Hungary has not left the mainstream of the EU – mainstream left common sense

Two years ago, the largest center-right bloc of the European Parliament, the European People’s Party, suspended membership of Hungary’s ruling party, Fidesz. The tug of war ended last week when Hungarian Prime Minister Viktor Orbán announced that his party would be leaving the EPP for good. Washington’s foreign policy institution naturally applauded the outcome: its members equate any manifestation of populism or national conservatism with “extremism.”

And in reality, Fidesz’s departure from the EPP had something to do with extremism: the extremism of a Eurocratic elite that long ago abandoned its own Christian Democratic ideals in favor of a hard-line globalist ideology that tolerates no dissent – and no dissent. has room for the concerns of ordinary voters in Central and Eastern Europe: faith, family and national dignity.

For the peoples of the post-Soviet bloc, such as Hungarians and Poles, it was an excellent opportunity to rejoin the European political family after more than four decades of communist occupation. We looked for allies who shared the core values ​​that we believe support the prosperity and decency of Western civilization.

Then we were rudely shaken up. It turned out that the so-called regular parties of center-right and center-left paid little more than lip service – if that – on sovereignty and self-determination, the diversity of nations, the traditional family and the Judeo-Christian foundations of Europe. As long as we followed the globalist and liberal line of Brussels and Washington, we were accepted. But as soon as we took a different path democratically, we were called “undemocratic”.

Orbán – the most democratically popular leader in Europe – has been called worse. Yet all of his decisions that angered the “mainstream” of the euro, including the leadership of the EPP, were pragmatic solutions to real problems – solutions more faithful to the legacy of the EU’s founding fathers than anything else the Eurocrats was offered. .

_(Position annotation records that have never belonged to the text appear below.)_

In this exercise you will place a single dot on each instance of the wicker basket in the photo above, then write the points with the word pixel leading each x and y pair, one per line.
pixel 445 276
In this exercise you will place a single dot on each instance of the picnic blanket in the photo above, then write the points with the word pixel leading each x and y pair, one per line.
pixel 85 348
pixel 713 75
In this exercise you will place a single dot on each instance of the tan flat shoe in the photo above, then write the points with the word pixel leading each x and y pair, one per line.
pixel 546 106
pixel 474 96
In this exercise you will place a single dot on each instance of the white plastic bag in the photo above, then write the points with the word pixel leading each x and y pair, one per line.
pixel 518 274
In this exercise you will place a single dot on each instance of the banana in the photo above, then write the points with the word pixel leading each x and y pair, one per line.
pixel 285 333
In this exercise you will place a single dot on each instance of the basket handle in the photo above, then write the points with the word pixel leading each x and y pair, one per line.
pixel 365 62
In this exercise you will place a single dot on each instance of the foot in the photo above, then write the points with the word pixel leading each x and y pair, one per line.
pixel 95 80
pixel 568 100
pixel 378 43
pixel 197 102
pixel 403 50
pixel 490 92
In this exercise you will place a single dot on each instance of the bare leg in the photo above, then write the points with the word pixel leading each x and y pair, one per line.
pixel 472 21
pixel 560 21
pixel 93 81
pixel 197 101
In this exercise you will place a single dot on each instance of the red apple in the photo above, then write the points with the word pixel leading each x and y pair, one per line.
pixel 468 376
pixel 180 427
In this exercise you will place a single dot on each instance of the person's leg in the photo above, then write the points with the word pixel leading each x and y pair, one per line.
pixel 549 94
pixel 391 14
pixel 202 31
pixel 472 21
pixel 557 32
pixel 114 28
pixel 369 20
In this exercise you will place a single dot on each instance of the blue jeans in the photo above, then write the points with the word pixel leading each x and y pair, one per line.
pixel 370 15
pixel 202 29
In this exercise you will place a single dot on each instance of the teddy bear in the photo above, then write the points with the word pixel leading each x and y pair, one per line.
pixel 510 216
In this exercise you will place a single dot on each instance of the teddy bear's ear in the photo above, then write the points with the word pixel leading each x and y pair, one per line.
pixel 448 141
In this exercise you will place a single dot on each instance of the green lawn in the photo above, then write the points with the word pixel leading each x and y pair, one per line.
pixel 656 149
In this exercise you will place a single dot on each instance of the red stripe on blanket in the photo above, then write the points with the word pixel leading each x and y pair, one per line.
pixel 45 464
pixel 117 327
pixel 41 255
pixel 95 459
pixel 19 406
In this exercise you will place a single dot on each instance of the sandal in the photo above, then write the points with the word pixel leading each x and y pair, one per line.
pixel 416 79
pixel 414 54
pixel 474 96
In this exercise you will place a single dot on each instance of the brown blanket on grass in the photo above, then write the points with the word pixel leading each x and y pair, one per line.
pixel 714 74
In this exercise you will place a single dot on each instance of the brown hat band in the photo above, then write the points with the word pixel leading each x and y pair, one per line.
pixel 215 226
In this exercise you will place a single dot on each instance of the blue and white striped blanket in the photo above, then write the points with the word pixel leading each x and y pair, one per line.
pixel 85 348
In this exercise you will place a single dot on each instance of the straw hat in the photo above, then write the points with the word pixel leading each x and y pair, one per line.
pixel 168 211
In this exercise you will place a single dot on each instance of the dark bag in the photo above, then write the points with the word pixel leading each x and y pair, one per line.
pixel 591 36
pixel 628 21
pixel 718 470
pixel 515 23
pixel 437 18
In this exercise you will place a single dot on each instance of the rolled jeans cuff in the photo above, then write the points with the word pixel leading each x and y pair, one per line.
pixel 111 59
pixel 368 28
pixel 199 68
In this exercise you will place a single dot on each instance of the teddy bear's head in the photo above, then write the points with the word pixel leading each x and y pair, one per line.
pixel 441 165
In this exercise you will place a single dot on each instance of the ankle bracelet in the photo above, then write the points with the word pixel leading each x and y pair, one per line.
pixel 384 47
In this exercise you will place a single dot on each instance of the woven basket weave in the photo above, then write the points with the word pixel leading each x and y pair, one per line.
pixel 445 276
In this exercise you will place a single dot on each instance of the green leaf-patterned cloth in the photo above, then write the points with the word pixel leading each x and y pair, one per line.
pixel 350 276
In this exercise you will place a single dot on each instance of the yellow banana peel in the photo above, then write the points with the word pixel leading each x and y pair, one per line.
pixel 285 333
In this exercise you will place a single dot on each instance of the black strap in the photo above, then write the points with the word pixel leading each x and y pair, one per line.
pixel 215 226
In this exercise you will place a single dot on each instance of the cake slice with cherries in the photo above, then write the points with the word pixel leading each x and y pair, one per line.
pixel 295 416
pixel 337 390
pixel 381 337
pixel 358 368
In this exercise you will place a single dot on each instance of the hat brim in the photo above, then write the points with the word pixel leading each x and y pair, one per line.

Consider illegal migration, an ongoing focal point since at least 2015. Orbán, almost the only one among center-right leaders, called for action to do what our treaties commit us to: protect our territorial sovereignty. Europe has asylum laws, which the liberal nations of Northern and Western Europe have bypassed to bring in over a million unscreened newcomers from the Middle East and Africa. Chaos, terror and massive social incohesion followed.

Most average Europeans now assume it was folly to open the gates of the continent, and Western politicians with a bit of courage and common sense are willing to admit this publicly. Yet the Eurocrats and their mainstream media mouthpieces called the Hungarian fascists and xenophobes simply because they insisted on the boundaries and principles of sovereignty enshrined in EU law.

Or take a family policy. The Hungarian government offers generous grants to promote marriage, family formation and childbearing – to prevent demographic collapse and ensure that there are future workers and taxpayers to support the aging population. In 10 years, the number of marriages has doubled and the demographic decline is starting to reverse. (Compare that to France, where the birth rate has hit its lowest point since 1945.)

Thanks to a recent amendment, the constitution also defines marriage, as most civilizations in most of human history have mandated the nurturing of children as the union of man and woman. Governments in Germany and France may disagree. But is it not the right of the Hungarian people to make that decision, as an overwhelming majority of their duly elected representatives did when voting to amend the constitution?

These views, too, have opened Hungary to accusations of “fascism” from Europe’s liberal salons, where “family policies” amount to what the most extreme non-governmental organizations and gender ideologues dictate. But I wonder, what policy would be more familiar and genius to the devout Catholic founders of Europe (men like Jean Monnet, Konrad Adenauer and Robert Schuman): the tangerines of Budapest or Brussels?

Will Fidesz’s departure from the EPP isolate the Hungarians, as the Liberals dream? Unlikely.

The future is uncertain, but Fidesz is now free to form a regional dream team with the Polish ruling party, Law and Justice, and perhaps Italy’s populist movement. The resulting block could easily end up as a bulwark of ideological sanity at the eastern and southern ends of the union.

One thing is certain, however: Orbán would not arouse the often silent admiration of millions across Europe and the burning enmity of the Brussels elite, if he did not address real issues ignored or aggravated by the ‘mainstream’ parties. . He has seen the power of telling the true story of his small country and of Europe, a story in which people can identify with themselves. The same cannot be said of his enemies in the councils of the EU.

Péter Heltai is an editor and podcast presenter at Mathias Corvinus Collegium in Budapest.